WIT in €500k tech
R&D grant


1 Mar 2006

A proposal by Waterford Institute of Technology’s (WIT) Centre for Entrepreneurship has been named as one of 11 successful proposals out of 150 to be awarded €500,000 in funding from the EU Framework 6. The proposal aims to remove bottlenecks hindering regional technology research and development (R&D) investments.

The WIT Centre for Entrepreneurship is the lead partner in a consortium that includes Saxion Universities (Holland), Cumbria County Council (UK), University of Siegen (Germany), Novo Mesto (Slovenia) and the Baltic International Centre for Economic Policy Studies (Latvia).

The purpose of the project, titled Creating a Research and Technology Development (RTD) Investment Policy for Regions in Emerging and Developed Economies (CRIPREDE), is to analyse the current RTD policy processes of the partner regions constituting the consortium and to clearly identify the bottlenecks that are hindering effective R&D investments to improve the economic development of these regions.

The research and analysis will be informed by best practice in, and leading research on, existing entrepreneurial regions both in the EU and in some other countries outside the EU, focusing on the relationship between RTD policy and investments and its impact on regional development.

Bill O’Gorman, head of research at the WIT Centre for Entrepreneurship, explained: “From the outset enterprise development agencies and industry representatives in the respective regions will be involved in the analysis of the region and the development of both the generic model defining best practice in RTD investment.

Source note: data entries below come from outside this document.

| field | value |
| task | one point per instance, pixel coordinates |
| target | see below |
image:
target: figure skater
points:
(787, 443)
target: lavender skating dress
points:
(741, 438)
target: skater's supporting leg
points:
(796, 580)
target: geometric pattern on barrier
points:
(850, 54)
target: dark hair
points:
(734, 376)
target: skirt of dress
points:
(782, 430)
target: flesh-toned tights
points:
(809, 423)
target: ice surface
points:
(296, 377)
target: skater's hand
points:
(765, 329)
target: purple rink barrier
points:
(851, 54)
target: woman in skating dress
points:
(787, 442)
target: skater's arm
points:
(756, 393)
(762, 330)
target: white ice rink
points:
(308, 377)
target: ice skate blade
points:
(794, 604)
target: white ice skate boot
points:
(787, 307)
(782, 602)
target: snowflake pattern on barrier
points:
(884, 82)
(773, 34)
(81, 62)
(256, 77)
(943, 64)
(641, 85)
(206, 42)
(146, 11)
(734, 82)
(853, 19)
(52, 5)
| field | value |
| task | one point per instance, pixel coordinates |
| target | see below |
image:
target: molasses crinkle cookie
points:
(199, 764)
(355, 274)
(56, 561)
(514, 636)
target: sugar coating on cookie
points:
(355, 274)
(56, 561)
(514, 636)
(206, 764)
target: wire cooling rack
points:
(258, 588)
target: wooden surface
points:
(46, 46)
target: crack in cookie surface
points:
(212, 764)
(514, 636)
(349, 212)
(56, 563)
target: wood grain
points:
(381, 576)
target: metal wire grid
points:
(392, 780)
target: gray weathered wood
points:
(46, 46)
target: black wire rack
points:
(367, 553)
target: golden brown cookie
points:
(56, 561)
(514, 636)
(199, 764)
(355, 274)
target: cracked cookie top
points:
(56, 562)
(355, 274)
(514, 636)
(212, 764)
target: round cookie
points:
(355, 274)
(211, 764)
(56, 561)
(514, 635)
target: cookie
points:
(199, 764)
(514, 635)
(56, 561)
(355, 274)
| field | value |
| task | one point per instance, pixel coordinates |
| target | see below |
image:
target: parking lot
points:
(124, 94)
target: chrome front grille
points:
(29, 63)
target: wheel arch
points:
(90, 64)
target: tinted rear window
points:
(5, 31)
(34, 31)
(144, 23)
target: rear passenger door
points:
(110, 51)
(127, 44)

“The outcome of this research and analysis will be a unified policy for RTD fostering entrepreneurship and technology transfer into (small) enterprises in the respective partner regions.

“The final model will become an integral element of the policy process upon which the development and implementation of knowledge-based, knowledge-led entrepreneurial regions — through greater focus on an integrative RTD investment and practice policy — will be achieved,” O’Gorman said.